Deadly riots cut off water supplies, lead to New Delhi rationing. (Al Jazeera)
Five dead after cyclone flattens villages on Fiji islands. (Reuters)
Pope calls for execution ban during Catholic holy year. (Daily Mail)
Russia backs out of cooperation with U.S. on Afghanistan. (NYT)
Bill Cosby’s wife fights deposition order in sexual assault case. (AP)
The author of To Kill a Mockingbird died in a nursing home a stone’s throw from where she grew up in Monroeville, Alabama. Lee got her big break after friends offered to support her for a year so she could “focus on her passion without distraction,” writes OZY’s Sean Braswell. That arrangement led to her Pulitzer Prize-winning 1960 masterpiece — her only novel in 55 years — which became one of the most widely read books about American racism. Lee’s second book, Go Set a Watchman, hit bookstores in July, and today she’s being remembered as a literary legend.
She’s a whirlwind. On a mission to make Liberia’s capital more attractive to tourists and foreign investment now that the nation has been declared Ebola-free, “Hurricane” Mary Broh, the city’s former mayor, is blowing through town and bringing down the hammer. She and her team demolish vendor stalls and slum housing, aiming to bulldoze their way to a cleaner Monrovia — one that appeals to outsiders. But some locals say Broh’s creating a quasi-police state, going after dissenting citizens and destroying legal property, while leaving rubble in her wake.

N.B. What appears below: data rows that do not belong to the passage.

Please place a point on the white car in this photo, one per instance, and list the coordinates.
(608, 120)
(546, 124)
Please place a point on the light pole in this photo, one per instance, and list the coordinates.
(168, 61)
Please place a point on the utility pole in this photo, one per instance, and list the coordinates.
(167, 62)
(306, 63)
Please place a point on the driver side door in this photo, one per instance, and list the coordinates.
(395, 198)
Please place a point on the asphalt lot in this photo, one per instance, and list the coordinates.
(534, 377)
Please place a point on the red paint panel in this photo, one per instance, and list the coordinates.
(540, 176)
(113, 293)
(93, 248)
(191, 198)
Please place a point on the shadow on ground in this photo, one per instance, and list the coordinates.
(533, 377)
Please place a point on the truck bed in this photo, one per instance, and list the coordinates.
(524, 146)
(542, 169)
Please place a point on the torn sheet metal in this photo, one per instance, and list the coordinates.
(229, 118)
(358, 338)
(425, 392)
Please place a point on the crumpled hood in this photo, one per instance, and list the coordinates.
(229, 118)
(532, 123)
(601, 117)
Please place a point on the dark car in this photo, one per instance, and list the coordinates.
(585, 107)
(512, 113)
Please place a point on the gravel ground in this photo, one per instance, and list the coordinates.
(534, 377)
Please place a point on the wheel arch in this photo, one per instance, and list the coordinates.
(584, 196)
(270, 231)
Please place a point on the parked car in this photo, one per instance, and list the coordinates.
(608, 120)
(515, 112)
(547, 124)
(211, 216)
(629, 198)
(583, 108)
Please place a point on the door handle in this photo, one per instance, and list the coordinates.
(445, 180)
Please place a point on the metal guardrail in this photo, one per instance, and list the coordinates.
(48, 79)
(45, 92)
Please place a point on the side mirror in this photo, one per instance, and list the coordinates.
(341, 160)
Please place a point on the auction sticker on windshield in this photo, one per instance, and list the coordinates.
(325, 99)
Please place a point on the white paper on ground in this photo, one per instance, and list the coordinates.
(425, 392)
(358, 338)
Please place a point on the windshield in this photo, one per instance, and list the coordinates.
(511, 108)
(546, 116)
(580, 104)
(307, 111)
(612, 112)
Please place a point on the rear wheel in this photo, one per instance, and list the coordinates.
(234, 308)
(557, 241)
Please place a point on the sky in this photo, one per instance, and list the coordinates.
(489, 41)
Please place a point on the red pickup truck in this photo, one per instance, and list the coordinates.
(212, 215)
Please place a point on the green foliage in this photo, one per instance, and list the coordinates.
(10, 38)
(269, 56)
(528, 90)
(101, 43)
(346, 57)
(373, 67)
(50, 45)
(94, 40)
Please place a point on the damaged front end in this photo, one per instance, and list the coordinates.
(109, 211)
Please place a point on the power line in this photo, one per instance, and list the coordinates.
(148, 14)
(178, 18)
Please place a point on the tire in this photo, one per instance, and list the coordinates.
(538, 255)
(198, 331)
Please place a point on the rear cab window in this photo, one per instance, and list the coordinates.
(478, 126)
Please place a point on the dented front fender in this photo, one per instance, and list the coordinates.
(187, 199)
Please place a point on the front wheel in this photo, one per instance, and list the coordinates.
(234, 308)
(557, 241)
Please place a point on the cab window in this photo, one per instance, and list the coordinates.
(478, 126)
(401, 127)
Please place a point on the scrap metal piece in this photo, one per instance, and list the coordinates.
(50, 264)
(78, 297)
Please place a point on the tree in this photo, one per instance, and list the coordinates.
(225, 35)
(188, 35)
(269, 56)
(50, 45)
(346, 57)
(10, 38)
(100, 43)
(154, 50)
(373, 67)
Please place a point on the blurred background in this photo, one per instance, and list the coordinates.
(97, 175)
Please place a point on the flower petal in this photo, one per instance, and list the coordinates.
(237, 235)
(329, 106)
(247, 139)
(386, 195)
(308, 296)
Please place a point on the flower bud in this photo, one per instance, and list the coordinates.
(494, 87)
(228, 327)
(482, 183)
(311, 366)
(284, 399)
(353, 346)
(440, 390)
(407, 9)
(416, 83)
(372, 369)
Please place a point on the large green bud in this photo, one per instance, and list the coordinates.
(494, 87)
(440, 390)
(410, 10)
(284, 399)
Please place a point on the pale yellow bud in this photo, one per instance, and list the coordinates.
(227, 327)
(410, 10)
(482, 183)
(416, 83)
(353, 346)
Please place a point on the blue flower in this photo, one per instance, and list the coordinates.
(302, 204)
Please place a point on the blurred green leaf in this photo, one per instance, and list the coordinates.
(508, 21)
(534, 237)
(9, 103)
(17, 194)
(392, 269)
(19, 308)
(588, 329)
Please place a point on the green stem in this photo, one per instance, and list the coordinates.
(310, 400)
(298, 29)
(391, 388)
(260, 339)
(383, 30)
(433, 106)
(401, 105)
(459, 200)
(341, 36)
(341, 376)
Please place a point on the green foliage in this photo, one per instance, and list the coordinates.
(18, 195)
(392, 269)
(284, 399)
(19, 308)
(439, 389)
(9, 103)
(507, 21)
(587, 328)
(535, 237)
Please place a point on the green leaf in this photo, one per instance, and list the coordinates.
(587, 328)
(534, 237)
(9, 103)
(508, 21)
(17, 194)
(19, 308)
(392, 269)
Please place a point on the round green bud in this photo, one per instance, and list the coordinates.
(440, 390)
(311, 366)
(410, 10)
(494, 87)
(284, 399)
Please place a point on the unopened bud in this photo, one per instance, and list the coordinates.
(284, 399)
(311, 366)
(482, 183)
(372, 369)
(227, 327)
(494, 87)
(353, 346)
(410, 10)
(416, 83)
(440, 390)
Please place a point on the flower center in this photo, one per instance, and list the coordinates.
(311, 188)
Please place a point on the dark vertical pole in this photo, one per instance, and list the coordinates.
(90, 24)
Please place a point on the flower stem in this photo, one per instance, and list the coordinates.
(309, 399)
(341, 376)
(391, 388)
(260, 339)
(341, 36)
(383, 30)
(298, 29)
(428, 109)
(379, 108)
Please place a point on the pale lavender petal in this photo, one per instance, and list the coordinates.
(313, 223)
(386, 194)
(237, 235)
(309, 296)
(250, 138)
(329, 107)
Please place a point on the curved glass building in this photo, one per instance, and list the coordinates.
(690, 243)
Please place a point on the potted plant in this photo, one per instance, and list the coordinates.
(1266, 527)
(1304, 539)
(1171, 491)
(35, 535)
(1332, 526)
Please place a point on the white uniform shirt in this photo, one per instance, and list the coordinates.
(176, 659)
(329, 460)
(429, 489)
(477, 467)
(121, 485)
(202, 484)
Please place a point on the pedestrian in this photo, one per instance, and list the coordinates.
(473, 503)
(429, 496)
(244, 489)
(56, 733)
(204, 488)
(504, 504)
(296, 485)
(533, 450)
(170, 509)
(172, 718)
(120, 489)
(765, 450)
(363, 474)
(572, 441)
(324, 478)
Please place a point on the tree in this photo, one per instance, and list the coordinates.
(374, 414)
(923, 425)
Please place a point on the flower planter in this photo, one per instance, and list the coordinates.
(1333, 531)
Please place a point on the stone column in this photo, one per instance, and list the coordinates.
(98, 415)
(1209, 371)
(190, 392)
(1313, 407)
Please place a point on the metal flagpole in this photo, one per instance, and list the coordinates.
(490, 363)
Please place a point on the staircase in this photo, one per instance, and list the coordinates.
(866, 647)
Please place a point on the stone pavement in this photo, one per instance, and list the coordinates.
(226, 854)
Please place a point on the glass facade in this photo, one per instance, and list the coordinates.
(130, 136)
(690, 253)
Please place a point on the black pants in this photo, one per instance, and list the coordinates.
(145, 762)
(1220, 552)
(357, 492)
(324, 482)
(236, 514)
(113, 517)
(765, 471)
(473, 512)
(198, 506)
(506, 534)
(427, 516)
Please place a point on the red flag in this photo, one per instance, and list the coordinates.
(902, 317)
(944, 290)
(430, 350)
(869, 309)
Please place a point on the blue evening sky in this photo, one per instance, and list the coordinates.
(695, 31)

How do you smell? African giant pouched rats are plentiful in Tanzania, and so is tuberculosis. One quarter of the world’s 9 million annual diagnoses of treatable TB occur in Africa, and the standard detection method is only 60 percent effective — even less so when patients also have HIV. But last year, rats sniffed cough and spit samples, successfully identifying 9,127 infected people previously told by health clinics they were TB free. Meanwhile, experimental studies are looking into whether dogs can sniff out cancer in a trend that may replace ineffective clinical procedures with whiskered whiffers.
Digital rights expert Pranesh Prakash tells OZY’s Sanjena Sathian that his government did well to reject Facebook’s free but limited web access for the masses. Indian regulators said no to Zuckerberg’s “Free Basics” program, implicitly nodding to net neutrality — the idea that all web content should be accessed equally. But Prakash worries that his country’s response was more sledgehammer than scalpel, and that overregulation will create a minefield down the road. And it’s a long road: While 300 million Indians are connected, three-fourths of the population remains off-line.
E.T. may not phone. Earthly conjecture on extraterrestrials is constrained by human behavior, achievement and science fiction, says British science writer Philip Ball. Speculation about space beings hasn’t evolved much since the first sci-fi novel in 1657, and it may be limiting the alien-hunting SETI program. The recent suggestion that unusual light fluctuations from star KIC 8462852 might be the passing shadow of a massive energy collector built by alien engineers sparked a media frenzy. But how likely is it that “they” would construct — or even want — something we’ve determined they need?
Putin said he looked like Karl Marx. But the bearded New Yorker was actually a shrewd capitalist who generated impressive — and partly illicit — revenue while successfully promoting U.S. soccer. Until infighting prompted FIFA to sanction Chuck Blazer, making him an easy target for soccer-loving FBI and IRS agents who were suspicious of Russia’s winning bid to host the 2018 World Cup. A five-year investigation culminated in May with indictments against global soccer leadership, which relied on a bugged key chain wielded by the jilted Blazer, who had vowed in 2012 to “get the bastards.”